Bundesrätin Doris Hahn, MEd MA (SPÖ, Niederösterreich): Geschätzter Herr Prä­sident! Herr Minister! Werte Kolleginnen und Kollegen! Geschätzte Zuschauerinnen und Zuschauer auf der Galerie und zu Hause vor den Bildschirmen! Ja, nach dieser sehr ausführlichen Einführung in die Rechtsgrundlagen des Staates, quasi dieser Rechtsvorlesung, die wir besucht haben (Bundesrätin Mühlwerth: Die ist eh nötig für euch! Die braucht ihr eh!), komme ich wieder zurück zum eigentlichen Kern des Tagesordnungspunkts, nämlich zur BBU. Die BBU, die Bundesagentur für Betreuungs- und Unterstützungsleistungen im Bereich der Erstbetreuung von Flüchtlingen, hat einen leicht sperrigen Namen, der vielleicht ein bisschen mehr an positiven Aspekten mitschwingen lässt oder nahelegt, als es in Wahrheit sind. (Vizepräsident Koller übernimmt den Vorsitz.)

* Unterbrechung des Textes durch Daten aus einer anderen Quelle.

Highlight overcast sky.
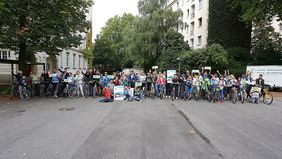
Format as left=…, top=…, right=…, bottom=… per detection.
left=92, top=0, right=138, bottom=38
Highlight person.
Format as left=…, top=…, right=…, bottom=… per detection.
left=74, top=71, right=84, bottom=98
left=40, top=69, right=50, bottom=93
left=256, top=74, right=265, bottom=88
left=99, top=86, right=113, bottom=103
left=218, top=76, right=226, bottom=103
left=185, top=75, right=193, bottom=100
left=81, top=69, right=94, bottom=96
left=128, top=70, right=137, bottom=88
left=50, top=69, right=60, bottom=98
left=157, top=74, right=166, bottom=95
left=256, top=74, right=265, bottom=95
left=146, top=71, right=153, bottom=97
left=12, top=70, right=25, bottom=96
left=58, top=68, right=69, bottom=95
left=171, top=74, right=179, bottom=99
left=246, top=71, right=253, bottom=98
left=30, top=72, right=40, bottom=95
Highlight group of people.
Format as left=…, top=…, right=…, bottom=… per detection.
left=13, top=68, right=265, bottom=102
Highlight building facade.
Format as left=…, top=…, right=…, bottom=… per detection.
left=167, top=0, right=209, bottom=49
left=167, top=0, right=282, bottom=49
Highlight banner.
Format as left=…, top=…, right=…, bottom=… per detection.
left=114, top=86, right=125, bottom=100
left=167, top=70, right=176, bottom=83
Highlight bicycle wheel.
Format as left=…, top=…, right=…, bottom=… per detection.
left=21, top=90, right=31, bottom=101
left=69, top=87, right=80, bottom=98
left=263, top=92, right=273, bottom=105
left=240, top=91, right=246, bottom=104
left=231, top=91, right=237, bottom=104
left=93, top=86, right=97, bottom=98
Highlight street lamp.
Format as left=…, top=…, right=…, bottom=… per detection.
left=177, top=57, right=180, bottom=75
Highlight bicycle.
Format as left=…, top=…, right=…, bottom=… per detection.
left=159, top=85, right=164, bottom=100
left=261, top=88, right=273, bottom=105
left=238, top=86, right=247, bottom=104
left=68, top=83, right=82, bottom=99
left=230, top=87, right=238, bottom=104
left=192, top=85, right=200, bottom=101
left=211, top=85, right=221, bottom=103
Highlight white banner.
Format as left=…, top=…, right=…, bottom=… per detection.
left=114, top=86, right=125, bottom=100
left=167, top=70, right=176, bottom=83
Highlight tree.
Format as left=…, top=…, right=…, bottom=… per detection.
left=208, top=0, right=252, bottom=49
left=158, top=29, right=190, bottom=70
left=93, top=14, right=136, bottom=69
left=0, top=0, right=92, bottom=74
left=181, top=44, right=228, bottom=70
left=229, top=0, right=282, bottom=25
left=126, top=0, right=182, bottom=70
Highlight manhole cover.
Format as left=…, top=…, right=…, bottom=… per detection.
left=59, top=107, right=74, bottom=111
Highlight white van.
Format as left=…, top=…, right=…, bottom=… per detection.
left=247, top=65, right=282, bottom=88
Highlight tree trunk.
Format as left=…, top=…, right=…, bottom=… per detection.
left=18, top=15, right=29, bottom=76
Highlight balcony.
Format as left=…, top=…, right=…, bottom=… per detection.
left=191, top=13, right=195, bottom=19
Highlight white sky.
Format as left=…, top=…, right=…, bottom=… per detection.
left=92, top=0, right=138, bottom=39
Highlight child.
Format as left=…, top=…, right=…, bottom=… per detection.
left=99, top=86, right=113, bottom=103
left=218, top=76, right=226, bottom=103
left=124, top=86, right=130, bottom=100
left=251, top=85, right=261, bottom=104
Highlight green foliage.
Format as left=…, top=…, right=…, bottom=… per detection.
left=229, top=0, right=282, bottom=25
left=158, top=29, right=190, bottom=70
left=227, top=47, right=252, bottom=77
left=125, top=0, right=182, bottom=70
left=93, top=14, right=136, bottom=69
left=208, top=0, right=251, bottom=48
left=0, top=0, right=92, bottom=74
left=181, top=44, right=229, bottom=70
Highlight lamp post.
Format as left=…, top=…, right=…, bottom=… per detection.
left=177, top=57, right=180, bottom=75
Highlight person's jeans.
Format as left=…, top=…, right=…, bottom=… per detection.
left=88, top=83, right=94, bottom=96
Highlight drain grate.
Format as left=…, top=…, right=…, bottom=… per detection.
left=59, top=107, right=74, bottom=111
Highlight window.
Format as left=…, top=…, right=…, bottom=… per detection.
left=67, top=52, right=70, bottom=67
left=191, top=4, right=195, bottom=19
left=60, top=52, right=63, bottom=68
left=198, top=18, right=203, bottom=27
left=72, top=54, right=76, bottom=68
left=190, top=22, right=195, bottom=36
left=198, top=36, right=202, bottom=45
left=0, top=51, right=8, bottom=60
left=190, top=39, right=194, bottom=49
left=199, top=0, right=203, bottom=9
left=78, top=55, right=81, bottom=68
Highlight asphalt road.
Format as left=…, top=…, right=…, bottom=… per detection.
left=0, top=99, right=282, bottom=159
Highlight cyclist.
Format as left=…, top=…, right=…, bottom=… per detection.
left=58, top=68, right=70, bottom=94
left=256, top=74, right=265, bottom=94
left=74, top=71, right=84, bottom=97
left=50, top=69, right=60, bottom=98
left=171, top=74, right=180, bottom=99
left=157, top=74, right=166, bottom=97
left=146, top=72, right=153, bottom=97
left=246, top=71, right=253, bottom=98
left=81, top=69, right=93, bottom=96
left=185, top=75, right=193, bottom=100
left=218, top=76, right=226, bottom=103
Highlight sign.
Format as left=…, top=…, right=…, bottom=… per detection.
left=140, top=76, right=146, bottom=82
left=93, top=75, right=100, bottom=79
left=167, top=70, right=176, bottom=83
left=114, top=86, right=125, bottom=100
left=152, top=66, right=159, bottom=69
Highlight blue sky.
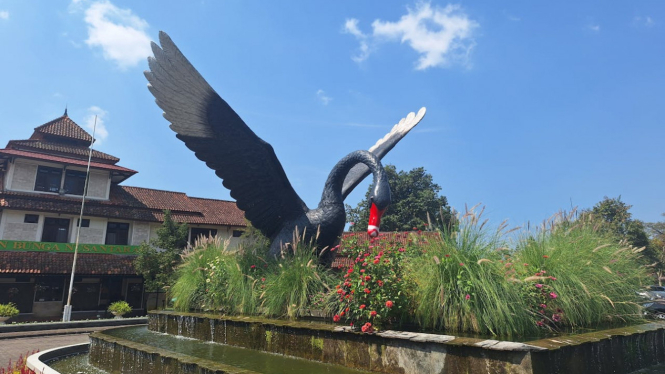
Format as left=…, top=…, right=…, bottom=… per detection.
left=0, top=0, right=665, bottom=225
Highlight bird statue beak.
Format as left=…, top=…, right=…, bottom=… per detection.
left=367, top=203, right=386, bottom=238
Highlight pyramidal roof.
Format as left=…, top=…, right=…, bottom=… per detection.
left=30, top=109, right=92, bottom=145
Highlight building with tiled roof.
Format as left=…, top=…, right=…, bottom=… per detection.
left=0, top=111, right=246, bottom=319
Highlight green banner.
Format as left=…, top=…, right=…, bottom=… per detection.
left=0, top=240, right=139, bottom=255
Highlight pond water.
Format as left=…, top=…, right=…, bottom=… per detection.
left=77, top=326, right=367, bottom=374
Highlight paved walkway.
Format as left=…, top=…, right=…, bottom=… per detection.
left=0, top=326, right=138, bottom=367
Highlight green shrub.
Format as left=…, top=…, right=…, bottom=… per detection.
left=513, top=212, right=649, bottom=328
left=333, top=234, right=410, bottom=332
left=0, top=303, right=19, bottom=317
left=408, top=212, right=537, bottom=335
left=255, top=240, right=335, bottom=318
left=108, top=301, right=132, bottom=315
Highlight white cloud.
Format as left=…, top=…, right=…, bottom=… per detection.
left=81, top=0, right=151, bottom=69
left=344, top=18, right=369, bottom=63
left=84, top=106, right=109, bottom=146
left=635, top=16, right=656, bottom=27
left=344, top=2, right=479, bottom=70
left=316, top=90, right=332, bottom=105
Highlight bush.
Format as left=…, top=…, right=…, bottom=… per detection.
left=513, top=212, right=649, bottom=328
left=108, top=301, right=132, bottom=316
left=408, top=212, right=537, bottom=335
left=0, top=303, right=19, bottom=317
left=333, top=232, right=409, bottom=332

Ja, die Schaffung dieser Agentur ist von der nunmehr ehemaligen Regierung mit Ver­einheitlichung, Effizienzsteigerung, Kostensenkung und vielem mehr begründet wor­den. Ich habe jetzt einmal die Erreichung dieser Zielsetzungen einer genauen Über­prüfung unterzogen, und ich darf auch Sie bitten, das zu tun, und zwar unter folgender Prämisse – und ich zitiere aus einer der zahlreichen Stellungnahmen, die eingegangen sind, nämlich aus der der Caritas –: „Ganz allgemein soll zunächst daran erinnert werden, dass es sich bei AsylwerberInnen um eine unterprivilegierte und vulnerable Gruppe handelt, die (zumeist) nicht rechtskundig ist, [...] oft Traumatisches erlebt hat, weshalb sie besonderen Schutz braucht.“ Ich darf Sie bitten, diese Gesetzesvorlage unter diesem Gesichtspunkt zu betrachten. (Beifall bei der SPÖ sowie des Bun­des­rates Stögmüller.)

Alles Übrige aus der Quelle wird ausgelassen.